Our lives are guided by expectations and by our knowledge so it’s important look at our ideas and see how good they are.
Our idea come in many forms. From the thoughts in our head to those we capture in images, words. The codified knowledge we find in science, art, philosophy, religion. They are the maps and models that surround us.
It’s here, the relationship between our ideas and reality, and our relationship to our ideas that problems arise, and where we suffer.
It was a Polish-American Alfred Korzybski who popularised the term that the ‘map is not the territory’, the concept, the image is not the thing. But what does this mean?
Like René Magritte and his painting, The Treachery of Images. ‘This is not a pipe’ is correct. It’s not a pipe, it’s a representation of a pipe. (Just as what you see on this screen is too).
Another example is the One and Three Chairs exhibit by the artist Joseph Kosuth. The exhibit had a real chair, a photo of a chair and a dictionary definition of a chair.
They the same yet different? Because the photo and the definition are about a chair, but they’re not the chair itself. This may seem trivial, but its a key point to understand.
Our representations, whether thoughts, words or diagrams point to real things, but the are not the things themselves or are not equal to them.

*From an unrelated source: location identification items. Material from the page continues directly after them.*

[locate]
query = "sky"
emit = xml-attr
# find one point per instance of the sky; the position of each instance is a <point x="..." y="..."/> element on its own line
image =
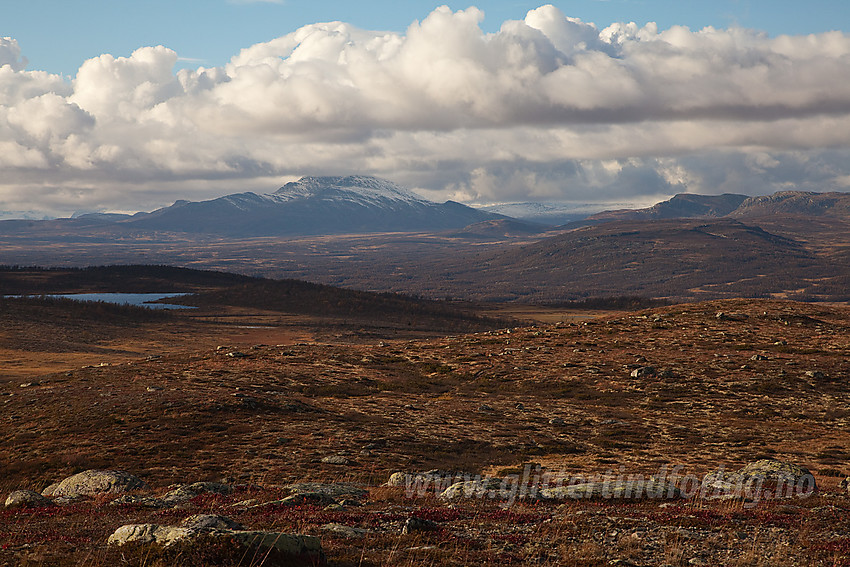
<point x="121" y="105"/>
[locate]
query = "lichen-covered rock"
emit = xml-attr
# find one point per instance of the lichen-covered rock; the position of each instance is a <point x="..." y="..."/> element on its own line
<point x="300" y="546"/>
<point x="615" y="490"/>
<point x="27" y="499"/>
<point x="308" y="499"/>
<point x="419" y="525"/>
<point x="333" y="489"/>
<point x="422" y="481"/>
<point x="783" y="479"/>
<point x="345" y="531"/>
<point x="186" y="492"/>
<point x="149" y="533"/>
<point x="139" y="501"/>
<point x="93" y="482"/>
<point x="483" y="488"/>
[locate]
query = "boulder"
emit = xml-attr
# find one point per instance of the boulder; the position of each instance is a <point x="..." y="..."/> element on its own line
<point x="644" y="372"/>
<point x="345" y="531"/>
<point x="615" y="490"/>
<point x="308" y="499"/>
<point x="139" y="501"/>
<point x="210" y="522"/>
<point x="781" y="478"/>
<point x="300" y="546"/>
<point x="439" y="479"/>
<point x="27" y="499"/>
<point x="186" y="492"/>
<point x="333" y="489"/>
<point x="94" y="482"/>
<point x="419" y="525"/>
<point x="482" y="488"/>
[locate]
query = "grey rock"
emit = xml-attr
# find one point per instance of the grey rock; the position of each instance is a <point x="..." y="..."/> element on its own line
<point x="423" y="481"/>
<point x="93" y="482"/>
<point x="419" y="525"/>
<point x="300" y="546"/>
<point x="307" y="499"/>
<point x="27" y="499"/>
<point x="643" y="372"/>
<point x="345" y="531"/>
<point x="333" y="489"/>
<point x="731" y="316"/>
<point x="614" y="489"/>
<point x="186" y="492"/>
<point x="481" y="488"/>
<point x="139" y="501"/>
<point x="787" y="479"/>
<point x="210" y="522"/>
<point x="335" y="460"/>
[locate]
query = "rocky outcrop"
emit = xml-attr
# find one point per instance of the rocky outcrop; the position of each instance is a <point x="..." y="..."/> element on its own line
<point x="186" y="492"/>
<point x="93" y="482"/>
<point x="333" y="489"/>
<point x="481" y="488"/>
<point x="614" y="489"/>
<point x="27" y="499"/>
<point x="300" y="546"/>
<point x="782" y="479"/>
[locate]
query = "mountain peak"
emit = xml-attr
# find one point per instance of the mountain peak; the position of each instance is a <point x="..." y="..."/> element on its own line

It’s contrary to the belief of Naive Realsim, That our senses or ideas give us the objects as they truly are. A direct in interrupted perception of objects. This idea is also called as direct realism, common sense realism, or perceptual realism. It hold to the idea there is an objective reality we have direct unaltered access too.
Concepts label reality
It’s related to him though experiment of the ‘Ship of Theseus.’ Imagine a ship, then start to replace the parts one by one. After each replacement, is the ship still the Ship of Theseus?
‘If it is supposed that the famous ship sailed by the hero Theseus in a great battle was kept in a harbour as a museum piece, and as the years went by some of the wooden parts began to rot and were replaced by new ones; then, after a century or so, every part had been replaced. The question then is if the “restored” ship is still the same object as the original.’FROM WIKIPEDIA
If all the parts have been replaced is it still the same ship? What this shows is there’s a difference between the reality which changes, and the identity we give it, which often persists.
The Ship of Theseus is related to the Sorites Paradox or the Paradox of the heap. If you remove the grains of sand, one by one, when does it no longer constitute a heap?
If you destroy the altimeter of a plane, does the plane fall out of the sky? If I burn a map of London, does London burn?
It’s called Mereology and is about the relationship of parts to the whole. It is also about identity, what that means and how it works.
The key points is our ideas about reality are not reality but abstractions of reality. you might called it the Pixelation of reality. A pixelated image is simpler than the reality it depicts.
The issue here is when you simplify reality, errors can creep in, like compression artefacts in a digital image.
Our minds have to cut corners and use heuristics. We mistake the simple ideas and models to represent reality.
Language is not a set of things but a collection of boundaries. In language, words have definitions, and definitions are boundaries. We label a cat a cat because we can point out features that it’s not a dog.
A closer examination shows where these boundaries are.
But it gets complicated when you l closer. Is a cat still a cat if it loses one leg? Are you still you if you lose a leg?
We agree upon boundaries; they’re a consensus about what a cat is.
It’s what forms language, its structure and rules, but there are different ways we describe reality, different paces to put these rules.
For example, there is a UK system, a EU system, a US system, and others for shoe sizes.
If I were to ask what’s the size of a shoe, I could get different answers. But to ask ‘which one is truth?’ would be a meaningless question. Each one chops the reality up into different sections?
The critical point to take away here is our idea even the very thoughts we have are not reality but a mental image that’s simpler than reality.
Think of a cat, its shape or form, now think of its colour; now try to imagine every follicle of fur and muscle. It can’t be done; we can’t hold all that in our minds. The image/definition of a cat is a superficial concept of a real cat.
Think of timezones on an atlas, yet looking at the earth from orbit, where do you see these zones or political boundaries of countries? There is none.
We take this interconnected reality and chop it up into pieces. Then we mistakenly think the artificial chopped map is the original reality. This is naïve realism. The truth is the Map is but a simplified abstraction of reality not reality itself. The map point towards reality but doesn’t encompass or define it.
Our minds have limits, so we have to simplify. The big problem occurs when we forget this truth, when we forget our maps are not the territory. It can lead to the mistake of Hypostasis, of thinking our maps are reality, our ideas are accurate. Grasping for the basis or bedrock to existence, when there’s no evidence there is.